Un morceau de papier est posé sur une marche. Il semble qu'il a été mis à cet endroit volontairement.
« Erwan. Je pense qu'il est utile, tout d'abord, de te dire qui je suis, car lorsque tu auras terminé la lettre, tu ne seras pas forcément en état d'encaisser un nouveau choc. C'est ton grand-père qui t'écrit.
Personne n'a jamais dit que c'était facile de résister aux interrogatoires de la NFYA. Simon doutait que tu en sois capable. Nous avons dû, pour être certains de ta fiabilité, simuler ton arrestation.
Malheureusement, tu n'as pas été à la hauteur...
J'ai sans doute eu tort de tant croire en toi, mais tu n'es que surdoué et tacticien... Alors nous avons décidé de t'équiper d'un implant. Il contient un liquide somnifère. Lorsque tu seras pris par les agents du consulat ou même d'autres organisations ennemies, une commande à distance nous permettra de t'empêcher de réfléchir. Tu tomberas dans un coma profond, ce qui nous laissera du temps pour venir te chercher. Dans quelques mois, tu auras reçu une formation suffisamment importante pour représenter un danger militaire pour tes opposants. Nous ne pouvons pas risquer de te laisser être utilisé par des terroristes ou des dictateurs mégalomanes...

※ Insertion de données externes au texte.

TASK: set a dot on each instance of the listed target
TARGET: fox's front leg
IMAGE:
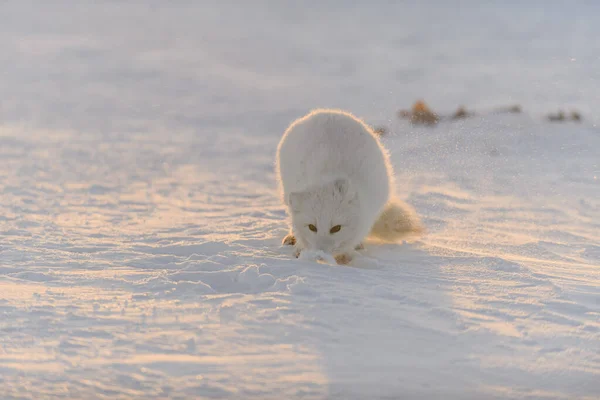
(289, 239)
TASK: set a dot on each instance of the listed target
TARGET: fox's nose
(325, 244)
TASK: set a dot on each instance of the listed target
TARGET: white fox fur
(333, 171)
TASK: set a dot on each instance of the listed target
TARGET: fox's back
(329, 144)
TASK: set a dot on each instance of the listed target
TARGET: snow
(140, 227)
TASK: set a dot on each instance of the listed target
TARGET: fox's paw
(289, 240)
(343, 258)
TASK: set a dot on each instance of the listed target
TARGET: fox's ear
(341, 186)
(296, 199)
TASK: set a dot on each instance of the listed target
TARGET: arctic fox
(336, 181)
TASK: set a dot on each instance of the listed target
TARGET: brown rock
(380, 130)
(558, 117)
(421, 114)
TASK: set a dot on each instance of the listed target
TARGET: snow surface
(140, 228)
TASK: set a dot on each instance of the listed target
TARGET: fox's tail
(397, 221)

J'espère que tu comprendras que tu es le seul espoir du projet Hégémonie, et que par conséquent, tu es le seul espoir pour le consulat pour que le projet n'aboutisse pas...
Monte les marches de l'escalier. En haut, tu trouveras, en face de toi, un homme d'une cinquantaine d'années, avec des lunettes noires et des cheveux blancs. Il sera assis sur une chaise, accompagné d'un jeune garçon de ton âge. Ils sont tes formateurs. Désormais, tu seras en isolement. Tu seras soit avec eux, soit tout seul. Tu ne sortiras plus du bâtiment (rassure-toi, tu ne seras pas dépaysé) pour deux raisons : la première est que tu te trouves, comme tous les partisans qui œuvrent pour l'Hégémonie, en orbite lunaire. En second lieu, étant donné la formation que tu vas recevoir, il est préférable que tu sois isolé du monde extérieur.
Ne me hais pas. »
Je demande quelle différence il y a entre ce que je suis contraint de vivre et ce à quoi j'ai échappé.
Mais comme m'a confié le consul : « Il n'y a pas de meilleurs professeurs que l'ennemi ».